みなさんは、太宰治の「津軽」を読んだことはありますか?
この作品では、太宰が3週間の津軽の旅に出かけます。
そして道中で出会う人々、旧友、両親、そして津軽の風土を思い出しながら、はるか昔に置き去りにしていた「過去の自分」を取り戻していく物語です。
作中、太宰は主に蟹田、外ヶ浜、津軽平野、西海岸(小泊)を巡礼しています。
太宰の瞳が抱いた青森の海、そして私たちの目に映る海。
違うようで同じ、同じようで違う一つの海を、「津軽」を通して今一度見つめてみませんか?
序編で、太宰は再び青森の地を訪れました。
そして幼き頃―金木を住まいとしていた頃の金木町や青森市の都会感覚を、東京のまちと比べることで皮肉っぽく、しかし大切に懐かしむ様子が描かれています。?
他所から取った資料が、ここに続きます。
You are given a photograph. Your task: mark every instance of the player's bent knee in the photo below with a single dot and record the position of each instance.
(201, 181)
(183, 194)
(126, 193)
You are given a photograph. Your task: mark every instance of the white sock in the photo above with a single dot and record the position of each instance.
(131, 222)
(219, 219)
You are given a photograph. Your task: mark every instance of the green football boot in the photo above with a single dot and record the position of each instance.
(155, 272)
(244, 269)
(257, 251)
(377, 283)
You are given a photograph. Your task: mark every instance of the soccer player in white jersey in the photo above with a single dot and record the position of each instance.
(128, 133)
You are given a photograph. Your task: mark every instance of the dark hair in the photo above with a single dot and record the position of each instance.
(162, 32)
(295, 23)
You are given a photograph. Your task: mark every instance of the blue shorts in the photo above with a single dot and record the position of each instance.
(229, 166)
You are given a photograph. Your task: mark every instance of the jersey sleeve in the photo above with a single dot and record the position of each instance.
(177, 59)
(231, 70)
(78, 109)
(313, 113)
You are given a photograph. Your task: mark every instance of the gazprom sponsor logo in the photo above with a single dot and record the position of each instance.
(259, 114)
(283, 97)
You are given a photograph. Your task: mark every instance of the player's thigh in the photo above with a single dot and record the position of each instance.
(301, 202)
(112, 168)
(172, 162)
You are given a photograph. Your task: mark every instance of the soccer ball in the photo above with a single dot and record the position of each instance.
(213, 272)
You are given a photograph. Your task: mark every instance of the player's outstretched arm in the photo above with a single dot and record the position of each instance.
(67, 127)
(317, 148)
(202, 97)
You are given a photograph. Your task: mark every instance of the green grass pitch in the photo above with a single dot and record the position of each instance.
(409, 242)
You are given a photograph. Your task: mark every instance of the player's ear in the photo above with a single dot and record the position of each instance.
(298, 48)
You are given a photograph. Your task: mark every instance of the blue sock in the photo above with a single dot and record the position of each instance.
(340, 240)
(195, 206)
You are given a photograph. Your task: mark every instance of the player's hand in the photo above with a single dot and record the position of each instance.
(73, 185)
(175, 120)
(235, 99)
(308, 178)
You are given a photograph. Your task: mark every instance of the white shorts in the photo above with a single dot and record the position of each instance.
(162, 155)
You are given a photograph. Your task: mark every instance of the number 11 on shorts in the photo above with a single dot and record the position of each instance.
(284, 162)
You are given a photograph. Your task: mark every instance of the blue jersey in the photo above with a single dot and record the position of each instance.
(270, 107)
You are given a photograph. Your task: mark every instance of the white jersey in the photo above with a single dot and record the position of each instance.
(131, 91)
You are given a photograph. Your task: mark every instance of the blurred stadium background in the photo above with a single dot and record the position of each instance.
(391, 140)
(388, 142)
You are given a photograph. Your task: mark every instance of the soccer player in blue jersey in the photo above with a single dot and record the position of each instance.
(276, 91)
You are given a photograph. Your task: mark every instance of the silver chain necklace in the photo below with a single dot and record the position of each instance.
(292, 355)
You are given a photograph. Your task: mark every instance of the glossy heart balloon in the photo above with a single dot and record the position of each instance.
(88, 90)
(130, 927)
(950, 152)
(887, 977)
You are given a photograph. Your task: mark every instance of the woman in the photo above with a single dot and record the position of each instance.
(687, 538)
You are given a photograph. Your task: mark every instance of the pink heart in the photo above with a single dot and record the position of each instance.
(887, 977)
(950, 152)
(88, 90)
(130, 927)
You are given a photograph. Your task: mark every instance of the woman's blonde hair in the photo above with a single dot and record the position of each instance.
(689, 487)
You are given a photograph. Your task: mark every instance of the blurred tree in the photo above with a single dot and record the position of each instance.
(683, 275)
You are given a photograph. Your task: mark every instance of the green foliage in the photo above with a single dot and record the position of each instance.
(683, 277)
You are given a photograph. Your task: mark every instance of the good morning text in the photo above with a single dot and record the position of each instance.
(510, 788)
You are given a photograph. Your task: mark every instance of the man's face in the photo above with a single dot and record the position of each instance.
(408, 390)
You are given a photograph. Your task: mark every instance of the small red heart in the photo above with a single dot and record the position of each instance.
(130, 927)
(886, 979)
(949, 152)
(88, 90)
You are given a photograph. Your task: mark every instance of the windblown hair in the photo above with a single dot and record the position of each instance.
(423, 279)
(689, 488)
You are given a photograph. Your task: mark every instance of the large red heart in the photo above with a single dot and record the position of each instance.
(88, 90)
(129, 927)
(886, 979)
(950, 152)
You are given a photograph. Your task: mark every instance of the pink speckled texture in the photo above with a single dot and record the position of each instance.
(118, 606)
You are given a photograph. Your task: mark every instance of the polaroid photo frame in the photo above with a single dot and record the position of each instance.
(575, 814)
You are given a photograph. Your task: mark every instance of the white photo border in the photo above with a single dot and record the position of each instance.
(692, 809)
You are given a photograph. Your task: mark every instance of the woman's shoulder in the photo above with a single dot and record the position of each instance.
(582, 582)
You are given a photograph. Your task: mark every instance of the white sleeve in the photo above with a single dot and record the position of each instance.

また、ここでは堤川と青森湾の話題が挙げられています。?
当時は堤川の桟橋で弟と、国語の先生から聞いた「恋人とは赤い糸で結ばれている」という話をしていたのだそう。
その頃の思い出を、太宰はこのように綴っています。
「それから、隅田川に似た広い川といふのは、青森市の東部を流れる堤川の事である。すぐに青森湾に注ぐ。川といふものは、海に流れ込む直前の一箇所で、奇妙に躊躇して逆流するかのやうに流れが鈍くなるものである。私はその鈍い流れを眺めて放心した。きざな譬へ方をすれば、私の青春も川から海へ流れ込む直前であつたのであらう。青森に於ける四年間は、その故に、私にとつて忘れがたい期間であつたとも言へるであらう。」
現在、青森駅の眼下には青森湾に臨むビーチがあります。
昼間は太陽のもとに子供たちを笑顔が輝いて、なんとも明るい表情の海岸ですが、日が暮れると一転して波も空気も静かに佇んでいます。
22時近く、あおもり駅前ビーチに足を運んでみると、男女が流木に腰を下ろしていました。
どちらも、目線は海に向かっていました。
二本の川の水は、大海でしか交わることはありません。
太宰のあの頃のように、たくさんの人々の想いがそれぞれの川を流れ、青森湾という海でひとつになっているのでしょうか。
青森市の東端に広がる浅虫にも、彼の深い情があったようです。
というのも、秋になると弟とふたりで、母と姉が湯治をしていた浅虫へ出かけていました。
母娘が借りていた家で寝泊まりをしながら、受験勉強に勤しんでいたらしいのです。
毎週日曜日には、友人が遊びに来るので、その時は必ずピクニックをしていました。
浅虫での思い出について、彼はこのように振り返っています。
「海岸のひらたい岩の上で、肉鍋をこさへ、葡萄酒をのんだ。弟は声もよくて多くのあたらしい歌を知つてゐたから、私たちはそれらを弟に教へてもらつて、声をそろへて歌つた。遊びつかれてその岩の上で眠つて、眼がさめると潮が満ちて陸つづきだつた筈のその岩が、いつか離れ島になつてゐるので、私たちはまだ夢から醒めないでゐるやうな気がするのである。」
浅虫は現在でも温泉街として有名です。
水平線を行きかう太陽を、多くの旅人が求めてやってきます。
青い森鉄道の車窓から見える「湯の島」という孤島の背後では、夢から覚めていないような夕焼けが刻々と色を変えていきます。
また、太宰が友人と過ごしたであろう海岸は、「サンセットビーチ浅虫」という名を冠した、ビーチになっています。
サンセットという名がついているだけあって、夕日を眺めるために開けていると言っても過言ではないほど、夕日鑑賞には絶好の場所です。
ピクニックはもちろん、海の家やバレーボール用ネットも完備してあるため、昼まで遊び倒してから、ゆっくり夕日を眺めるのも良いかもしれません。
彼も、このあたたかな夕日を眺めながら眠りについたのでしょうか。
さらに作中にあった津島一家が過ごしたとされる旅館「椿館」は、棟方志功も足しげく通っていたようです。
400年の歴史を経て、現在でも多くの人々に愛されています。
太宰は、青森を三方囲む海をそれぞれ違った表情に見せてくれます。
それは彼の青春、思春期のこころの機微が、未だに青森の海に漂っているからなのではないでしょうか。
今までも、そしてこれからも、海は満ち引きを繰り返して、私たちの想いを遠くまで乗せていってくれることと思います。
「津軽」で太宰は、弘前市や青森市、生まれの金木町とその周辺以外にはあまり精通していなかったという理由から、この「津軽」では、彼が知らなかった青森の場所を周遊しています。
今回の記事では、太宰にゆかりのある土地・海についてご紹介しましたが、次回は彼が新鮮な目で見た青森を追いかけていく予定です。